AI technology has seen a meteoric rise in the past several years, and by now it’s far from being a novelty in product development. In fact, according to McKinsey’s
research, 72% of organizations in 2024 were already using AI in at least one business function.
From early-stage market research to workflow automation and user personalization, it’s clear that AI can supercharge how companies build and enhance their services. But while the hype is justified in many ways, there’s a growing risk of overreliance.
AI is an incredibly powerful tool that can be used in many ways, but it is still just an assistant rather than a master planner. It helps us build better and faster, yes — but it shouldn’t be the one deciding what we’re building, why it matters, or where
we’re headed.
Where AI Can Shine
Let’s start with something positive. If we’re talking about product development, there are at least areas where AI can drive real efficiency and unlock new value.
Market Evaluation at Speed
For many years, market research — whether for fresh startups or already established companies — used to mean weeks of manual information gathering and data crunching.
Today, with the use of generative AI, product teams can rapidly analyze customer conversations across support chats or social media, segment markets by specific factors, or even simulate user personas to test how different people might interact with a product.
As a result, the work of weeks gets reduced to days, if not hours.
Automating the Repetitive Stuff
Whether it’s drafting documents, summarizing meeting notes, or generating progress reports, AI is an ideal tool for streamlining internal workflows.
Such tasks don’t require a lot of creativity, but they do eat up a lot of time. Outsourcing them to artificial intelligence allows team members to focus their energy on the things that actually require human thinking to move the product forward.
Smarter Decision Support
AI-based predictive models can offer insight into a wide range of product decisions by analyzing vast amounts of historical and real-time data, uncovering trends and signals that may not be immediately visible to human teams.
Identifying optimal price points for products and services, forecasting which features are likely to see the most engagement, spotting early signs of customer outflow — the possibilities are many.
Where Human Judgment Must Stay in Charge
But even with all of the above, there are still areas where human insight, creativity, and empathy must lead.
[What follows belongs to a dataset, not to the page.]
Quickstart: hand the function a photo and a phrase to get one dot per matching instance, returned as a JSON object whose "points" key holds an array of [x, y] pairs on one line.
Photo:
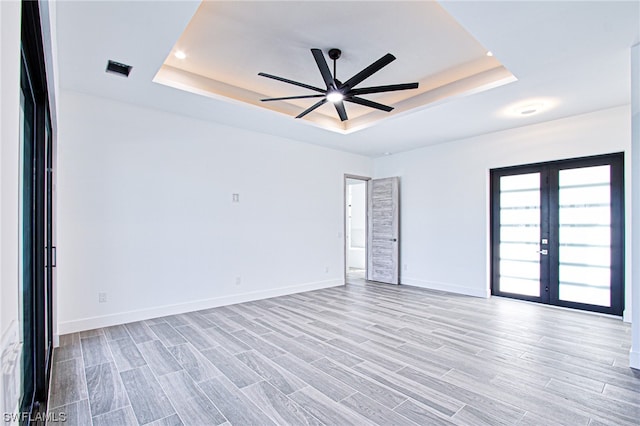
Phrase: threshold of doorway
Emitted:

And that is likely to remain just as true in the future.
Strategy Development
AI can gather data and point out emerging patterns and trends to you, but it can’t tell you which of these trends is truly worth staking the future of your business on. That’s a strategic choice any leader has to make on their own, based on their experience,
market understanding, and long-term goals. Your vision for the future is unique, and no algorithmic output can decide it for you.
Long-Term Product Vision
The same is true for your product vision. It’s more than just a roadmap or a set of features — it’s a representation of how you see the future of your target market and your role in shaping it. What problems do you think are worth solving? What kind of change
do you want to lead? AI can analyze historical patterns and help predict possible market shifts, but it doesn’t have the conviction to make a choice and stand for it in your place.
Ethical Decision-Making
As product leaders, we don’t just build products in a vacuum — we build for real people who will be using those products. And all those people have diverse backgrounds, needs, and vulnerabilities.
And now that AI has become such a prominent factor in just about any industry you look at, the ethical stakes are higher than ever. Even ethics committees are
wrestling to figure out what role it should play in decision-making. The consensus so far seems to be clear: while AI can provide input, it cannot be the final arbiter of what is right or wrong. It simply doesn’t have the moral judgment capabilities to
perform such functions. It doesn’t understand fairness, or dignity, or harm in a meaningful way.
Which is why the responsibility for building products that respect people’s rights and serve society ultimately sits with us.
Let AI Help You Build — Don’t Let It Decide What’s Worth Building.
If you’re building products today, AI should absolutely be part of your toolkit. But it’s not a substitute for product thinking. It doesn’t know your users like you do. It doesn’t care about your company’s mission. And it certainly doesn’t take responsibility
when things go wrong.
In short: human creativity and sense of judgment aren’t becoming outdated anytime soon.